By Cpl. Uriel Avendano | | November 15, 2013


A colors ceremony was held at the station parade deck at Marine Corps Air Station Yuma, Nov. 5, to honor the local veterans of Yuma, Ariz., and the national ensign.


The ceremony was coordinated, hosted and led specifically by non-commissioned officers of Marine Wing Support Squadron 371, as a show of appreciation and admiration leading into the Veteran's Day weekend.  This marked the first time a colors ceremony has been led by NCO’s aboard MCAS Yuma.


“The 3rd MAW [Marine Aircraft Wing] general has come up with the sell – the Committed and Engaged Leadership program.  Each month, the MAW holds a colors ceremony in Miramar,” said Sgt. John Clark, a heavy equipment operator with MWSS-371 and lead coordinator for the ceremony. “We went and observed the September 11th colors ceremony this year. After coming back from Miramar, we got the go ahead from MAG-13 [Marine Aircraft Group 13] and our unit to conduct one here in Yuma.”


Evening colors is one of the many traditions in the Corps’ history that pays homage to service members who have come before us. The ceremony is performed as the sun sets on Marine Corps installations around the world, and is meant to serve as a reminder of the predecessors’ legacy.


What set this ceremony apart was the active leadership amongst the NCO’s of MWSS-371 to achieve the impressive spectacle. Weeks of hard work and preparation went into the planning and execution of the ceremony.


“It’s just a self-acknowledgement that you can do the work that you put your mind to,” said Clark. “More of a self-reminder that you are capable of not only leading Marines but also putting on a higher magnitude event.”


During the ceremony, guests of honor included the mayor of Yuma, Ariz., Alan L. Krieger; 3rd MAW Commanding General Maj. Gen. Steven W. Busby; MCAS Yuma Commanding Officer Col. Robert C. Kuckuk, and Yuma chapters of veteran organizations like the Disabled American Veterans and Veterans of Foreign Wars.


Scores of friends and families were also in attendance with Marines and sailors from resident squadrons. Hundreds filed into seats set up around the flagpole to honor our past service members and the present generation of brothers and sisters in the armed forces.


The importance was not lost on any of the participants.


“It is our veterans that we look up to because they’ve been out there – they’ve done the hard stuff, went to combat. Some gave their life for it. We take their step, we take their place. We walk in their footsteps,” said Sgt. Mandy M. Haskell, a supply warehouse clerk with MWSS-371. “They live to tell the story, they have that experience to say, ‘Hey, I did this and I did that and this is what I learned from it,’ so they can teach us.”


The show of respect for the leaders of yesterday by the leaders of today was recognized by command.

“Having an NCO-run colors ceremony is a great part of the Committed and Engaged Leadership program,” said Busby.


The program is about a hands-on approach to mentoring the next generation of Marines by granting them more responsibility to perform.

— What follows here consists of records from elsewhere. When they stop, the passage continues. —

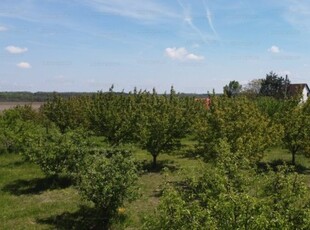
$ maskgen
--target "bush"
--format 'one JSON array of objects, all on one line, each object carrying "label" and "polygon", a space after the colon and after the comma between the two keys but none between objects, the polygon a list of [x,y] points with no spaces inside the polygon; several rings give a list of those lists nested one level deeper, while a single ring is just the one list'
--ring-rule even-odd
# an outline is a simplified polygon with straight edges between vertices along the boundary
[{"label": "bush", "polygon": [[126,200],[137,196],[138,179],[134,160],[126,151],[88,155],[80,171],[78,190],[92,201],[105,225],[117,216]]}]

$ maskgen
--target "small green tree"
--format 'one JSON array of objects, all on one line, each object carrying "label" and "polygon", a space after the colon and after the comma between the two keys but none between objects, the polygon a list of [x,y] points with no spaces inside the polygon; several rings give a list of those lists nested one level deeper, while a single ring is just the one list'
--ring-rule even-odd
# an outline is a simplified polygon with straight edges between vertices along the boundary
[{"label": "small green tree", "polygon": [[[153,167],[156,167],[157,156],[162,152],[170,152],[181,146],[180,139],[190,129],[191,120],[185,105],[186,99],[177,96],[173,89],[170,95],[145,95],[145,103],[141,103],[138,113],[138,139],[140,146],[153,156]],[[192,100],[194,102],[194,100]]]},{"label": "small green tree", "polygon": [[304,178],[286,166],[259,174],[227,141],[217,148],[214,165],[168,185],[143,229],[309,229]]},{"label": "small green tree", "polygon": [[296,154],[310,153],[310,101],[288,109],[280,121],[284,127],[283,144],[292,154],[295,165]]},{"label": "small green tree", "polygon": [[36,126],[24,138],[27,144],[22,154],[48,176],[65,174],[76,179],[89,147],[86,135],[84,130],[61,133],[55,126],[46,133],[45,127]]},{"label": "small green tree", "polygon": [[231,153],[240,152],[254,163],[268,147],[280,143],[282,135],[282,127],[245,97],[213,98],[210,112],[196,124],[197,150],[207,159],[218,157],[215,147],[226,139]]},{"label": "small green tree", "polygon": [[270,96],[283,99],[287,96],[287,88],[290,84],[288,78],[279,77],[276,73],[270,72],[266,74],[266,78],[262,79],[260,95]]},{"label": "small green tree", "polygon": [[138,195],[137,169],[130,152],[106,151],[89,155],[80,171],[78,190],[92,201],[102,220],[102,229],[108,229],[117,216],[117,209]]},{"label": "small green tree", "polygon": [[224,94],[228,97],[236,96],[240,93],[242,85],[238,81],[230,81],[228,85],[224,86]]}]

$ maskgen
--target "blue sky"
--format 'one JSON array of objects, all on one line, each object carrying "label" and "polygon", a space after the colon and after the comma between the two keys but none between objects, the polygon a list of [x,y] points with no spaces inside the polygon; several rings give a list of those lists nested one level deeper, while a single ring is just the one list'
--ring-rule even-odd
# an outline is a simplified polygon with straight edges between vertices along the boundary
[{"label": "blue sky", "polygon": [[0,91],[310,83],[310,1],[1,0]]}]

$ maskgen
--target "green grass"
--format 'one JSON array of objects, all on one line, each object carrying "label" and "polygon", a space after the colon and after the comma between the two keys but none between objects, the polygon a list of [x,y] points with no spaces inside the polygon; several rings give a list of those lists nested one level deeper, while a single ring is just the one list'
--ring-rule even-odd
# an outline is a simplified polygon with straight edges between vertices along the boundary
[{"label": "green grass", "polygon": [[[190,152],[193,143],[185,140],[183,144],[186,146],[181,153]],[[125,148],[135,153],[144,169],[139,179],[141,196],[125,205],[125,228],[139,229],[143,217],[151,214],[158,204],[163,182],[178,180],[184,170],[195,173],[202,163],[196,158],[183,157],[183,154],[161,154],[158,170],[151,170],[151,155],[134,146]],[[289,162],[291,155],[281,148],[274,148],[266,153],[262,162],[277,164],[279,159]],[[298,155],[296,162],[310,184],[310,160]],[[162,170],[164,167],[167,170]],[[89,204],[65,178],[46,178],[36,165],[24,162],[21,156],[0,155],[0,229],[83,228],[92,221],[90,212],[81,208],[85,205]],[[123,227],[114,225],[114,229]]]},{"label": "green grass", "polygon": [[[137,229],[141,219],[151,213],[159,201],[158,195],[165,178],[162,168],[167,167],[171,171],[169,180],[174,180],[181,169],[197,166],[197,160],[161,154],[158,170],[150,170],[151,155],[136,147],[129,148],[144,169],[139,180],[141,196],[125,207],[128,216],[125,225]],[[20,155],[0,155],[0,229],[79,226],[84,220],[74,219],[83,215],[81,205],[87,204],[65,178],[56,181],[46,178],[38,166],[24,162]]]}]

“I think junior Marines see it on a day to day basis, or should see it on a day to day,” said Clark.


“We don’t have lance corporals and below doing the working party or in the platoon,” added Haskell. “They see us, their leaders out there, presenting it – actually putting up this program, actually putting up the chairs, setting stuff up and doing something. So then they say, ‘Oh, I want to be like that.’”


Setting the example, taking initiative, and being loyal to traditions and history all came together at the parade deck on Tuesday in honor of those who cultivated those same values way back when.


As the sun set over the horizon of MCAS Yuma, everyone was reminded of what the upcoming weekend is meant to represent. It is not simply a day off of work; it is not a day to simply lounge at the creek. Veteran’s Day is a time to remember those who have come before us, honor the path they paved and preserve the history that will lead us into the future.